Forums

Home » Liferay Portal » English » 3. Development

Combination View Flat View Tree View
Threads [ Previous | Next ]
toggle
Florencia Gadea
Retrieving page numbers in custom pdf search portlet
July 19, 2013 5:40 AM
Answer

Florencia Gadea

Rank: Regular Member

Posts: 159

Join Date: March 27, 2012

Recent Posts

Hi Everyone!

Me again. I'm developing a custom search portlet for Liferay 6.1 GA 1. I'm seaching in pdf documents. In the search results I have to show the title of the document, and all the page numbers were the searched expression appears along with a snippet. Is there by any chance an already built in solution for this? If not, can you help me to figure out the way to do it?

Regards,

Flor.
Ray Augé
RE: Retrieving page numbers in custom pdf search portlet
July 26, 2013 6:41 AM
Answer

Ray Augé

LIFERAY STAFF

Rank: Liferay Legend

Posts: 1238

Join Date: February 7, 2005

Recent Posts

Ok, so I think that you should not modify the backend search at all. Attempting to get all that informating in a usable into the index document will be very complex and will likely not lead to a usable solution.

I suggest the following:

- after the existing index search has determined that a document is a valid match the asset framework is used to return the search result output fields, title, fragment, etc.
- the AssetRenderer implementation for the asset type can be used to return a summary.

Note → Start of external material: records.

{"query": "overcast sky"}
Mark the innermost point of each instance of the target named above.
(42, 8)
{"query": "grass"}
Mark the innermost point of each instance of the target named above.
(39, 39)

By providing a custom AssetRenderer implementation, you could then identify that the result is a PDF file, load it, and return a PDF specific summary of the result.
Florencia Gadea
RE: Retrieving page numbers in custom pdf search portlet
July 26, 2013 6:55 AM
Answer

Florencia Gadea

Rank: Regular Member

Posts: 159

Join Date: March 27, 2012

Recent Posts

Hi Ray,

Thanks for your help, but the most important thing I need to get, is all the page numbers of the pdf document with a snippet of the matched expression. For example, let's say I'm searching for this expression: "het riool" (without the double quotes)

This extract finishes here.